Kerry's own gaffes on the $87 billion Iraq/Afghan aid package and his remarks as chronicled by the Nw York Times on the Sun Valley ski slopes are just assisting Rove and company in moving the image of Kerry away from "Vietnam veteran who spoke truth to power after returning home and who will reserve Bush's immoral Iraq policies" that JFK wants to "Pompus oaf who thinks he can tell people anything they want to hear and get away with it." He's just lucky the snowboard video hasn't surfaced yet, or it could be his Dukakis-in-a-tank moment.

Posted by: John at March 20, 2004 10:31 AM

As Mort Kondracke said last night, they're trying something truly devastating, using ridicule on Kerry. No presidential candidate has ever been reduced to a laughingstock by his opponents before.
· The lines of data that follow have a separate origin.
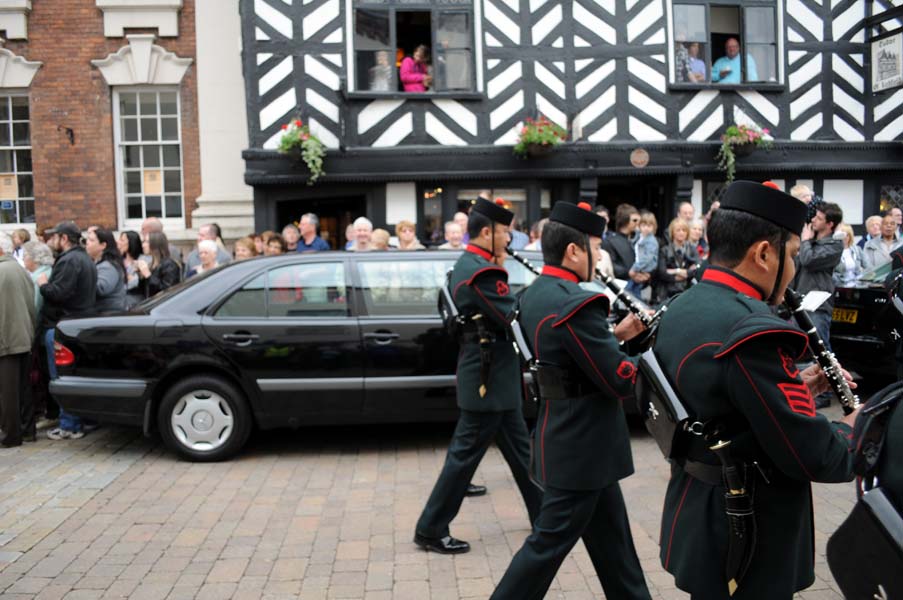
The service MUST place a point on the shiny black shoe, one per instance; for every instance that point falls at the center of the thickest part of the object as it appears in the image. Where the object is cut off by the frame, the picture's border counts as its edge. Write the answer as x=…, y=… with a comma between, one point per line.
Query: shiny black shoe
x=446, y=545
x=475, y=490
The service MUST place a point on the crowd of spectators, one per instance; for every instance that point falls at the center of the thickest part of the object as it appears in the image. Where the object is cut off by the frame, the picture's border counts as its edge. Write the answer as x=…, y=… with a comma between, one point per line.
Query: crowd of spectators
x=63, y=272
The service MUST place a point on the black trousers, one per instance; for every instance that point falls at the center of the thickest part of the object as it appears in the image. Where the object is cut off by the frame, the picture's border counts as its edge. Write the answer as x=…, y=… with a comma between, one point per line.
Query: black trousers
x=600, y=518
x=473, y=434
x=14, y=395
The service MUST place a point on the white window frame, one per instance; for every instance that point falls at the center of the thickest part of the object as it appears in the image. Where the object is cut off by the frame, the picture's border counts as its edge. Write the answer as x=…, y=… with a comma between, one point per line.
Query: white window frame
x=351, y=61
x=14, y=93
x=779, y=39
x=125, y=223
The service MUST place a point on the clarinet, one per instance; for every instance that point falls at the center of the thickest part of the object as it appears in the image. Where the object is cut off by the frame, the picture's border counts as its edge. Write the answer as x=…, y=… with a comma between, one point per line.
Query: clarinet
x=825, y=358
x=522, y=260
x=648, y=321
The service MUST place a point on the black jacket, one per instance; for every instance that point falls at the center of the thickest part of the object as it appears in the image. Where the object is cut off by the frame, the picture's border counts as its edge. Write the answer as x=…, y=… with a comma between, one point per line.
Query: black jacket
x=669, y=257
x=581, y=442
x=165, y=275
x=622, y=255
x=71, y=289
x=481, y=286
x=729, y=357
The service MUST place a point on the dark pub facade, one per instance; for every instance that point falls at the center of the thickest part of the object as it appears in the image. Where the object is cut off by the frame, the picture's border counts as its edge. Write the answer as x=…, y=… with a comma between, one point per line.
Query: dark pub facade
x=645, y=88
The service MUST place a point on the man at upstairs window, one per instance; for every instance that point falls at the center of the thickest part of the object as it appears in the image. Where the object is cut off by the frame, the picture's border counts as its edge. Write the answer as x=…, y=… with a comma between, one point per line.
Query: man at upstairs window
x=415, y=75
x=727, y=68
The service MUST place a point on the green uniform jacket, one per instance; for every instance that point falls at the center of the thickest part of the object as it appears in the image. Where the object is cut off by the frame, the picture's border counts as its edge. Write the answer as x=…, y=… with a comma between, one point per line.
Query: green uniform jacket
x=728, y=356
x=480, y=286
x=581, y=442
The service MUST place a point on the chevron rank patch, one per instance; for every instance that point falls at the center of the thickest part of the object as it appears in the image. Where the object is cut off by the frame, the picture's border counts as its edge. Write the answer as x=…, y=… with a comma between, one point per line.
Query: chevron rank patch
x=798, y=398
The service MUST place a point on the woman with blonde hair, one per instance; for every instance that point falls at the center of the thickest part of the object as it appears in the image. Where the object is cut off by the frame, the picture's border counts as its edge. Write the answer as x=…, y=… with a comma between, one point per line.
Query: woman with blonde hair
x=407, y=236
x=850, y=266
x=677, y=261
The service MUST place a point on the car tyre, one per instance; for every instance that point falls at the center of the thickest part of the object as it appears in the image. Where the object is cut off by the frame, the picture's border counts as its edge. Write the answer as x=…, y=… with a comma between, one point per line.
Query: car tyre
x=204, y=419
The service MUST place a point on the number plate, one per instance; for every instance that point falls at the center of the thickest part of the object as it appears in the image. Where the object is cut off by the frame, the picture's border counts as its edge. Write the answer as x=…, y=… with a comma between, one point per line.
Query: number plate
x=845, y=315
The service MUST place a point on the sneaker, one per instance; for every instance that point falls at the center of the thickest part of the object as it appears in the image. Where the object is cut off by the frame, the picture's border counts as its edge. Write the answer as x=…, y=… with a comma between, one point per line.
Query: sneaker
x=45, y=423
x=64, y=434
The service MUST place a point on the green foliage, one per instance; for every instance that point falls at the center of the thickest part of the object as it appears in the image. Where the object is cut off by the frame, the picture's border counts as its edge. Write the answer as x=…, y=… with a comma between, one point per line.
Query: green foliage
x=739, y=135
x=297, y=139
x=539, y=132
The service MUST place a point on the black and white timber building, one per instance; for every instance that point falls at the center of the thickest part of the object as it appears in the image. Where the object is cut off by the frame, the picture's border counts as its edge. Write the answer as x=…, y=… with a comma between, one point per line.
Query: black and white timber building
x=615, y=73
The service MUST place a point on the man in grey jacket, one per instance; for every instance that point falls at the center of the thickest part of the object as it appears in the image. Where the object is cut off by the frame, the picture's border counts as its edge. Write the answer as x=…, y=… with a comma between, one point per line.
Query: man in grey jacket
x=17, y=320
x=820, y=251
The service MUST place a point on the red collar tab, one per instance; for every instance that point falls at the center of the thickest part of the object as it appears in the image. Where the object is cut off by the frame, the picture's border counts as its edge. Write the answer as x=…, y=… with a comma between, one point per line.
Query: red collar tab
x=560, y=273
x=479, y=251
x=733, y=281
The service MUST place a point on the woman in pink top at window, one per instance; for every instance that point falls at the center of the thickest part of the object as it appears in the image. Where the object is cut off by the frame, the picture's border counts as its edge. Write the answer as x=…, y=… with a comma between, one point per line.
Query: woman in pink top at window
x=414, y=74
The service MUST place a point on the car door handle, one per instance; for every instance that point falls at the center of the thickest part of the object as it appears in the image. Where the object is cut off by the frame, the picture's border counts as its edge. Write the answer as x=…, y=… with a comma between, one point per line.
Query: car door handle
x=241, y=339
x=381, y=337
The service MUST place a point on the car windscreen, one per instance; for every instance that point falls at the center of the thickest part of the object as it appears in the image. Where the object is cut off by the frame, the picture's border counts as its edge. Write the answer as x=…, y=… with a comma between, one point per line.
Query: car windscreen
x=395, y=286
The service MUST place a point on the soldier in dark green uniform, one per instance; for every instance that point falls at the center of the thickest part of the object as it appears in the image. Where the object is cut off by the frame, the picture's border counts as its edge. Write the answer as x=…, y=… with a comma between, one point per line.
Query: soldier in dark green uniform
x=733, y=363
x=581, y=444
x=489, y=381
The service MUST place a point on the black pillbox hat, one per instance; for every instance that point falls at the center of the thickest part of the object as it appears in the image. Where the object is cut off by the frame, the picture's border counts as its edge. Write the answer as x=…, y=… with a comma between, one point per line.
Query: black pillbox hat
x=493, y=211
x=579, y=216
x=766, y=201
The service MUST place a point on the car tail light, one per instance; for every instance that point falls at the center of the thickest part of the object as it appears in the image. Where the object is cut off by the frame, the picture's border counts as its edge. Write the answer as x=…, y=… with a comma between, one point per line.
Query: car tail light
x=62, y=355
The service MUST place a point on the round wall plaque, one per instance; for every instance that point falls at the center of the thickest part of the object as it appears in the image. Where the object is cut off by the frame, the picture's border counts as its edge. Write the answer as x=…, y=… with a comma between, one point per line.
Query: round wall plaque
x=639, y=158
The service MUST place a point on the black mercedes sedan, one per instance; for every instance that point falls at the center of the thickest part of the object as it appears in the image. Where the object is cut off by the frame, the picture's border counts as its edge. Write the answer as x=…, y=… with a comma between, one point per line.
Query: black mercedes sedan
x=287, y=341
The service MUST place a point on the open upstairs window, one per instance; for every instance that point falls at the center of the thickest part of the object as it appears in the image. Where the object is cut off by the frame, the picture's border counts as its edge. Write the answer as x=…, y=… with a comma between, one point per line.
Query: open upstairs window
x=725, y=43
x=413, y=47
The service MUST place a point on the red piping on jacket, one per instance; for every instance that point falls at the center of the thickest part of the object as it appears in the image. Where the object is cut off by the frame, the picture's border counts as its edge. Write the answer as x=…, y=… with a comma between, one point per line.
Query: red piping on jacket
x=478, y=251
x=758, y=333
x=680, y=506
x=733, y=282
x=562, y=320
x=775, y=421
x=560, y=273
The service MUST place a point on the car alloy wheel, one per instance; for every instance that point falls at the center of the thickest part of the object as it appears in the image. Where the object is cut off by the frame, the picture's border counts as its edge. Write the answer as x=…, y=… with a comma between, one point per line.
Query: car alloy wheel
x=202, y=421
x=204, y=418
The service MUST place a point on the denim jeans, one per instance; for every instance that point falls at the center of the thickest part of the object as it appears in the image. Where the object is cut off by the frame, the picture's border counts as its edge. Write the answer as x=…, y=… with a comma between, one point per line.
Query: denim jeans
x=67, y=421
x=822, y=322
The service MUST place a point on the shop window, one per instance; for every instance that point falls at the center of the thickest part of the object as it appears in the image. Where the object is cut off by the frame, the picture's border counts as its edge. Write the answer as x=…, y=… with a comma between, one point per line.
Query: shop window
x=725, y=43
x=387, y=32
x=16, y=183
x=149, y=160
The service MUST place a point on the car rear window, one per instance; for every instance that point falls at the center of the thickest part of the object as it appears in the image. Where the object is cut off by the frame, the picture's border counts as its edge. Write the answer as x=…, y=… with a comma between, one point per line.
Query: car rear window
x=300, y=290
x=399, y=287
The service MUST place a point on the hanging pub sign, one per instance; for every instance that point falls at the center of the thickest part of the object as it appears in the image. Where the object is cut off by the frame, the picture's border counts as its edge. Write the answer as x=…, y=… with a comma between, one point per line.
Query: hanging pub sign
x=9, y=185
x=887, y=63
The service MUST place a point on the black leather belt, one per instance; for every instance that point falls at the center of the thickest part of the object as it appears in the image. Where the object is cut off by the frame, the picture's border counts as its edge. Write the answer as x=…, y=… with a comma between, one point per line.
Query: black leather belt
x=706, y=473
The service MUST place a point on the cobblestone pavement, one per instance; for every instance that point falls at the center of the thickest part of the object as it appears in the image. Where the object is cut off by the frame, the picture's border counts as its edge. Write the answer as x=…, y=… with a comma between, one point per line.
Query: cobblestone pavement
x=325, y=513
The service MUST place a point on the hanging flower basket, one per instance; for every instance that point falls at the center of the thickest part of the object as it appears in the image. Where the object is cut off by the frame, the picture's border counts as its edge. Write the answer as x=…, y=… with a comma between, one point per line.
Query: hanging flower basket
x=299, y=143
x=538, y=138
x=739, y=141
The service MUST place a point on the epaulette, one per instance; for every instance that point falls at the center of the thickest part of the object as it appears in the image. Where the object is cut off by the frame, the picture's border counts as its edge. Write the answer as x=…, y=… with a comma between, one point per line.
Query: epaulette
x=759, y=324
x=578, y=302
x=485, y=270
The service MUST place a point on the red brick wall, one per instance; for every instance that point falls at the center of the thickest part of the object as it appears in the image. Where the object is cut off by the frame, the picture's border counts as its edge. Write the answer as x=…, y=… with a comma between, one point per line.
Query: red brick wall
x=79, y=181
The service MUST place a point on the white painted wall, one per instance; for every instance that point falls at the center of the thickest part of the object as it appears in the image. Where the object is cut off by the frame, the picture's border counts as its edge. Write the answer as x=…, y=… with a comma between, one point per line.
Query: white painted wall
x=848, y=193
x=401, y=202
x=222, y=120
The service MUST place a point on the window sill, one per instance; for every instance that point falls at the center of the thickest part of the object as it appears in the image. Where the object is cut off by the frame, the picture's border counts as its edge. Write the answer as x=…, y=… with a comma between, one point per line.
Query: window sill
x=759, y=87
x=424, y=96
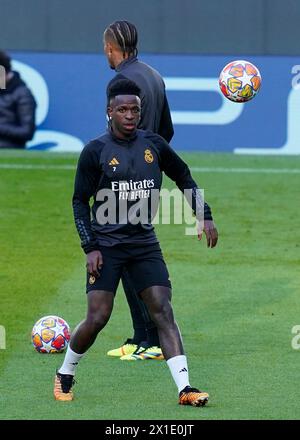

Posted by: oj at March 20, 2004 10:40 AM

I think its even a little bigger. The real audience right now is the media. They want "waffler" to become the default slant of any story about Kerry the same way "exagerating robot" became the default slant of any story about Gore.

Of course, they had no idea how accomodating Kerry would be. "I voted for it before I voted against it." On camera, no less. Wow. If he ever had a chance, he lost it right there.

Posted by: David Cohen at March 20, 2004 11:20 AM

There is another advantage to putting Kerry away early: Bush can then work on his coattails and campaign for Republican Senate candidates.

Posted by: Dave Peterson at March 20, 2004 11:54 AM

I've never bought the idea that "people aren't paying attention" until....etc.

People pay attention to what is out there, hence Clinton's great success with tarring Dole-Gingrich as early as the summer of 1995!

Leaving aside my wish that the Administration give the electorate some credit, and use some of their money to make a strong case for their agenda items, the strategy they are using seems to be working.

Bush came off of $100 million in negative advertising (Dem primary) and slanted new coverage either even or slightly down.

The only danger is overconfidence and/or scandal (manufactured or otherwise)

We need to do our part by getting these types of blogs into our friend's email boxes.